Allein die illegale Einreise in einen EU-Mitgliedstaat rechtfertigt nicht die Inhaftierung der Migranten. Das hat der EuGH am Donnerstag entschieden. Die entsprechende litauische Regelung verstoße gegen Unionsrecht.
Litauen hätte Migrant:innen nicht wegen ihrer illegalen Einreise verhaften dürfen. Der illegale Aufenthalt in einem Land reiche als Haftgrund nicht aus, entschied der Europäische Gerichtshof (EuGH) in Luxemburg am Donnerstag in einem Eilvorabentscheidungsverfahren (Az. C-72/22 PPU). Litauens Begründung, dass durch die hohe Migrantenzahl die öffentliche Ordnung oder Sicherheit gestört werde, sei nicht ausreichend.
Eine Inhaftierung sei nur dann zu rechtfertigen, wenn das Verhalten eines Asylbewerbers bzw. einer Asylbewerberin eine Bedrohung für die innere oder äußere Sicherheit darstelle. Auch in Notsituationen sei es rechtswidrig, ihnen wegen ihres illegalen Aufenthalts das Recht zu verweigern, einen Antrag auf internationalen Schutz zu stellen.

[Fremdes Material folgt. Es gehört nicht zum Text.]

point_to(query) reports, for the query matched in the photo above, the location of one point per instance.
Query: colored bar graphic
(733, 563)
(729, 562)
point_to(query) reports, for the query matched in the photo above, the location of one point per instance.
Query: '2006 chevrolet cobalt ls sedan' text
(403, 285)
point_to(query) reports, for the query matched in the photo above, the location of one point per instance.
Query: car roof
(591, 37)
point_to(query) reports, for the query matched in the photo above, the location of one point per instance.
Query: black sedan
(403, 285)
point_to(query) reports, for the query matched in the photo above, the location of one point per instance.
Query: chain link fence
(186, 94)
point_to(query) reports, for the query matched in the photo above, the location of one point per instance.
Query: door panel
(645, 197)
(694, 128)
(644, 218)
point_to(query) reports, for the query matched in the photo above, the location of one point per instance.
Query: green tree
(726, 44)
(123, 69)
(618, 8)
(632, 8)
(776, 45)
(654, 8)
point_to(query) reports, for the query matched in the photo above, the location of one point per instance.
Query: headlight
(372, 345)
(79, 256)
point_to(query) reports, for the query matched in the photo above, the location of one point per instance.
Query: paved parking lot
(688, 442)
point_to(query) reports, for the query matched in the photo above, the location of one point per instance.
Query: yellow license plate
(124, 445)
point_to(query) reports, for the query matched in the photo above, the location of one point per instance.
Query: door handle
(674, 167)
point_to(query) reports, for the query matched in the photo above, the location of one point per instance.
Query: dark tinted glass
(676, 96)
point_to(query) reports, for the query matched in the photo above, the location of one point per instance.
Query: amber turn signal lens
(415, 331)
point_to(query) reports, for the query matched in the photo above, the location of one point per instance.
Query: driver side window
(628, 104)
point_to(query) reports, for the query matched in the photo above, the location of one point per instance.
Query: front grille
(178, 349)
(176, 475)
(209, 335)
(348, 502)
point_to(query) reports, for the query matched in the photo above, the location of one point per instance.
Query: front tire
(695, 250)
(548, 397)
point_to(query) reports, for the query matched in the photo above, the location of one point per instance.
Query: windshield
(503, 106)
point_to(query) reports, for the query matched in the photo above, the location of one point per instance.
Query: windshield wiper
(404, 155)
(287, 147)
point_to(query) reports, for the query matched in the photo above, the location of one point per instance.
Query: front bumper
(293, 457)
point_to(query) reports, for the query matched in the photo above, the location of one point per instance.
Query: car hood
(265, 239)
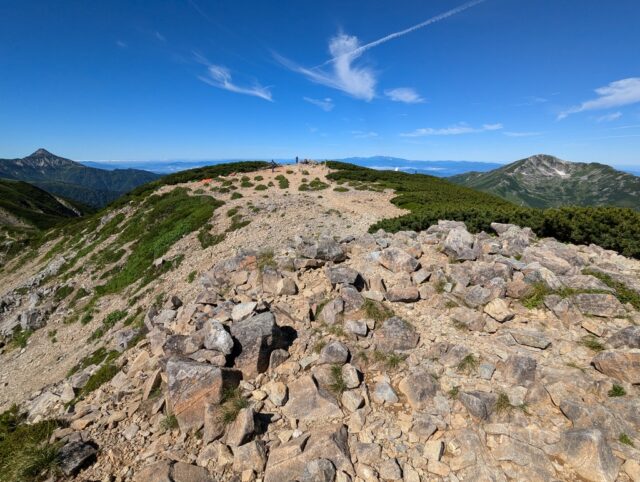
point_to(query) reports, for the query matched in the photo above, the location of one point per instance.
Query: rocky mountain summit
(544, 181)
(439, 355)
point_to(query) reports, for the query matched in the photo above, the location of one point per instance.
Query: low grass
(468, 364)
(25, 454)
(376, 311)
(232, 403)
(337, 385)
(109, 322)
(625, 439)
(283, 182)
(617, 391)
(622, 291)
(592, 343)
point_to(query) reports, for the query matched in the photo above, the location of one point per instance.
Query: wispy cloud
(325, 104)
(220, 77)
(521, 134)
(454, 130)
(609, 117)
(364, 135)
(356, 80)
(616, 94)
(532, 100)
(404, 94)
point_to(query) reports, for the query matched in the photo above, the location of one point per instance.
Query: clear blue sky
(202, 79)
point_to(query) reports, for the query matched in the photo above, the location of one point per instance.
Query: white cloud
(220, 77)
(325, 104)
(364, 135)
(404, 94)
(358, 82)
(522, 134)
(454, 130)
(616, 94)
(609, 117)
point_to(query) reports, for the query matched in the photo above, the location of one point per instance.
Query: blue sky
(494, 80)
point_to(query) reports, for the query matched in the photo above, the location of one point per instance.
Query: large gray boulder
(255, 338)
(193, 385)
(586, 451)
(623, 365)
(396, 334)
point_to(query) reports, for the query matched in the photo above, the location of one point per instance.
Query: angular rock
(289, 460)
(520, 370)
(459, 244)
(256, 337)
(586, 451)
(75, 456)
(308, 402)
(398, 260)
(191, 385)
(396, 334)
(217, 338)
(594, 304)
(623, 365)
(498, 309)
(419, 388)
(319, 470)
(333, 352)
(531, 338)
(403, 294)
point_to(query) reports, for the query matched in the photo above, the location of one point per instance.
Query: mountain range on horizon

Im Sommer 2021 kamen tausende Flüchtlinge über Belarus in die EU-Mitgliedstaaten Litauen, Polen und Lettland. Aufgrund der großen Anzahl von Menschen rief Litauen im November den Notstand aus und erließ verschärfte Vorschriften für Geflüchtete. Unter anderem wurden Asylbewerber:innen nach dem illegalen Grenzübertritt ins Gefängnis gebracht.

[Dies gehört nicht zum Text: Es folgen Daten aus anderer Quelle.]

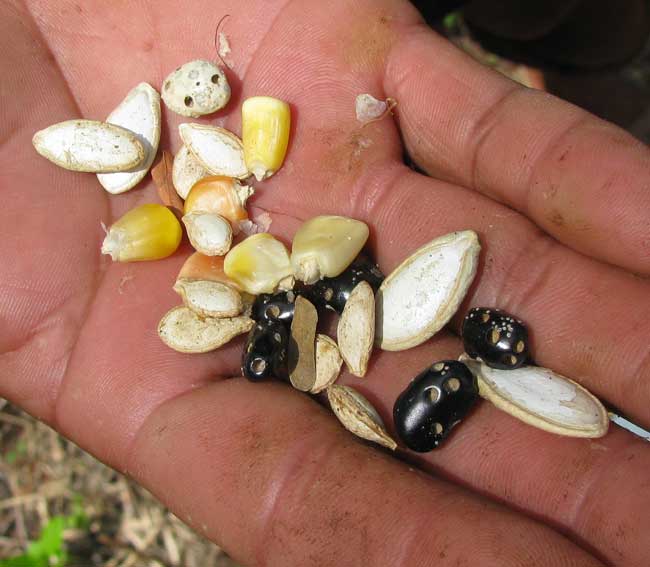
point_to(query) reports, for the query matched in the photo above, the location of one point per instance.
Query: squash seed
(90, 146)
(356, 329)
(422, 294)
(541, 398)
(358, 416)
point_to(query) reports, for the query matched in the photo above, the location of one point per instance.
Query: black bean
(496, 337)
(433, 404)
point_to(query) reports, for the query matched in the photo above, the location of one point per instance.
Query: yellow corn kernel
(219, 195)
(265, 134)
(259, 264)
(148, 232)
(324, 246)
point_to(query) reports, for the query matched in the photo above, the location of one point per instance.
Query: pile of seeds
(278, 296)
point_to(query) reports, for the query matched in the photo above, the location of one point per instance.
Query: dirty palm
(79, 344)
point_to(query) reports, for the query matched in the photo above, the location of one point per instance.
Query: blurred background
(61, 507)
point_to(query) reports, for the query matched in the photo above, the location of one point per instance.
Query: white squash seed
(196, 88)
(358, 416)
(216, 149)
(541, 398)
(356, 329)
(422, 294)
(209, 298)
(328, 363)
(186, 171)
(139, 113)
(209, 233)
(90, 146)
(184, 331)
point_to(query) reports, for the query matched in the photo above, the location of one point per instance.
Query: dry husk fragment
(358, 416)
(209, 299)
(216, 149)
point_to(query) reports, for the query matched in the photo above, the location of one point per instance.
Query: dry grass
(43, 475)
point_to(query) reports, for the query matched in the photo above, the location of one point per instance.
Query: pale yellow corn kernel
(266, 122)
(324, 246)
(148, 232)
(259, 264)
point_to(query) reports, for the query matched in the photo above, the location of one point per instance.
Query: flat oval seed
(184, 331)
(186, 171)
(210, 234)
(358, 416)
(209, 298)
(356, 329)
(196, 88)
(423, 292)
(328, 363)
(540, 397)
(216, 149)
(90, 146)
(139, 112)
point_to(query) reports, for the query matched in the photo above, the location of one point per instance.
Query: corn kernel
(324, 246)
(259, 264)
(148, 232)
(223, 196)
(265, 134)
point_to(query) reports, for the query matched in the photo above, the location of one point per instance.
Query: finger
(582, 180)
(303, 492)
(50, 222)
(593, 490)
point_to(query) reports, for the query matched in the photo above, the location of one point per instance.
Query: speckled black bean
(433, 404)
(333, 293)
(265, 352)
(496, 337)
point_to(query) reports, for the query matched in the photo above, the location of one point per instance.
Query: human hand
(260, 468)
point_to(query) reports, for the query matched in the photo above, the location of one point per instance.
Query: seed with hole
(358, 416)
(501, 341)
(196, 88)
(433, 404)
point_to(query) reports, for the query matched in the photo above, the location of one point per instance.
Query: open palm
(561, 202)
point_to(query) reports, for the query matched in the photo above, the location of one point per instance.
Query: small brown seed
(358, 416)
(328, 363)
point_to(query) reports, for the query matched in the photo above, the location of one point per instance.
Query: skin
(561, 204)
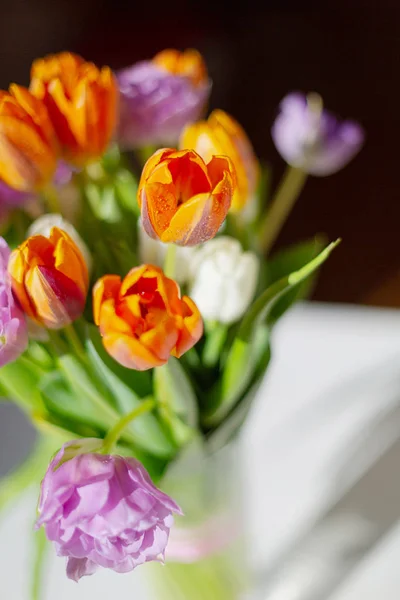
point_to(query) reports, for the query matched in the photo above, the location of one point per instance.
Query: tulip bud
(311, 138)
(82, 103)
(143, 320)
(159, 97)
(154, 252)
(28, 146)
(182, 199)
(50, 278)
(103, 511)
(221, 134)
(223, 279)
(13, 329)
(45, 223)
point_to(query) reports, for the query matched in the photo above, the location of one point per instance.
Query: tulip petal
(130, 353)
(105, 288)
(68, 259)
(192, 329)
(58, 300)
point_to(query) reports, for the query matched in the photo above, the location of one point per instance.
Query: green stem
(285, 197)
(170, 261)
(74, 341)
(50, 195)
(115, 432)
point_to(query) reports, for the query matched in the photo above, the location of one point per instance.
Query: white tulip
(44, 224)
(153, 252)
(223, 279)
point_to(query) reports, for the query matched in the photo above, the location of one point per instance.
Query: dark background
(348, 51)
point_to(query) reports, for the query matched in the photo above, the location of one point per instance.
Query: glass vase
(206, 554)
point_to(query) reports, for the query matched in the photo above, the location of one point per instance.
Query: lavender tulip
(311, 138)
(13, 329)
(11, 198)
(156, 105)
(103, 511)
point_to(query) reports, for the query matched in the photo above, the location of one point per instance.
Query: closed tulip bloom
(224, 279)
(103, 511)
(28, 146)
(10, 199)
(45, 223)
(50, 278)
(221, 134)
(13, 328)
(143, 320)
(312, 139)
(182, 199)
(154, 252)
(159, 97)
(82, 104)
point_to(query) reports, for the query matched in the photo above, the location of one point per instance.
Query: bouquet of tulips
(137, 289)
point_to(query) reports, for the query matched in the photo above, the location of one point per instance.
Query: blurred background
(257, 52)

Allein Berufung auf öffentliche Ordnung reiche nicht
Am 17. November 2021 war ein Drittstaatsangehöriger in Polen zusammen mit einer Gruppe von Personen aus Litauen festgenommen worden. Zur Begründung wurde angeführt, er verfüge weder über die erforderlichen Reisedokumente noch über ein Visum für den Aufenthalt in Polen und der EU. Der Mann wurde den litauischen Behörden übergeben und dort bis zur Entscheidung über seinen Rechtsstatus in Gewahrsam genommen.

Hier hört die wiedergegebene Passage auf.